Secondo l’articolo 35 del Dpr 396/2000 il nome imposto al figlio deve corrispondere al sesso. E’ così che una coppia di genitori che aveva voluto chiamare la figlia ormai di un anno e mezzo Blu si sono visti recapitare un avviso di convocazione alla procura della Repubblica di Milano. Ma come, in un’epoca storica dove le barriere tra i due sessi sono state abbattute, dove i figli possono diventare transgender, cioè cambiare sesso in qualunque momento, dove addirittura si proclama la neutralità di genere sessuale, ci si sofferma su queste banalità, che tra l’altro fanno comodo a tutti? Cosa c’è di meglio di un nome che non è maschile né femminile per indicare il sesso neutro, qualora in futuro questa bambina non si sentisse né maschio né femmina?
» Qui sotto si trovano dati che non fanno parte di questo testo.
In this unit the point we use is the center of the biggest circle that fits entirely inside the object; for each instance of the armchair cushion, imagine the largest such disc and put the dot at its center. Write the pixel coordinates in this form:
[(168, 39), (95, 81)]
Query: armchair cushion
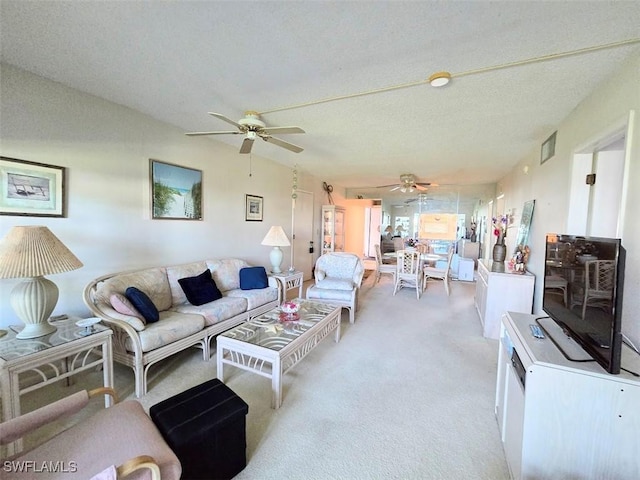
[(252, 278), (335, 284), (143, 304), (200, 289), (110, 437)]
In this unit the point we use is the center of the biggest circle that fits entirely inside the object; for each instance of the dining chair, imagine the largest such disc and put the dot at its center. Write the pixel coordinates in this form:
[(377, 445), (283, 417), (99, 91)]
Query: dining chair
[(434, 273), (383, 268), (599, 283), (408, 271), (555, 284)]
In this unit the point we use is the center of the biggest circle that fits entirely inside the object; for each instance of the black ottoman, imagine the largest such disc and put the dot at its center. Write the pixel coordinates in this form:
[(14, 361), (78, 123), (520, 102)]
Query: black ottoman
[(205, 427)]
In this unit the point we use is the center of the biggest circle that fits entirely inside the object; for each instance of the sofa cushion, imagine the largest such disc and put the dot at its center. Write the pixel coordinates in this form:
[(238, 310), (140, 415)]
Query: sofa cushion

Ma la legge è legge, probabilmente ancora per poco, e il procuratore ha letto loro le disposizioni al proposito: “Considerato che si tratta di nome moderno legato al termine inglese Blue, ossia il colore Blu, e che non può ritenersi attribuibile in modo inequivoco a persona di sesso femminile l’atto di nascita deve essere rettificato, anteponendo altro nome onomastico femminile che potrà essere indicato dai genitori nel corso del giudizio”.
I GENITORI CONVOCATI
Se la coppia non si presenterà, il nome lo deciderà d’ufficio il giudice, così prevede la legge. La bambina ha un anno e mezzo ormai ed è abituata a sentirsi chiamare così: “Quando ci siamo presentati all’anagrafe per la registrazione ci avevano avvisato che poteva esserci il rischio di venir richiamati, ma ogni anno, secondo i dati Istat, ci sono circa sette Blu, in prevalenza bimbe. Non ci aspettavamo di dover cambiare nome un anno e mezzo dopo, quando ormai anche nostra figlia sa di chiamarsi Blu ed è scritto ovunque” dice il padre che, aggiunge, cercherà di convincere il giudice che all’estero il nome Blu è tranquillamente permesso.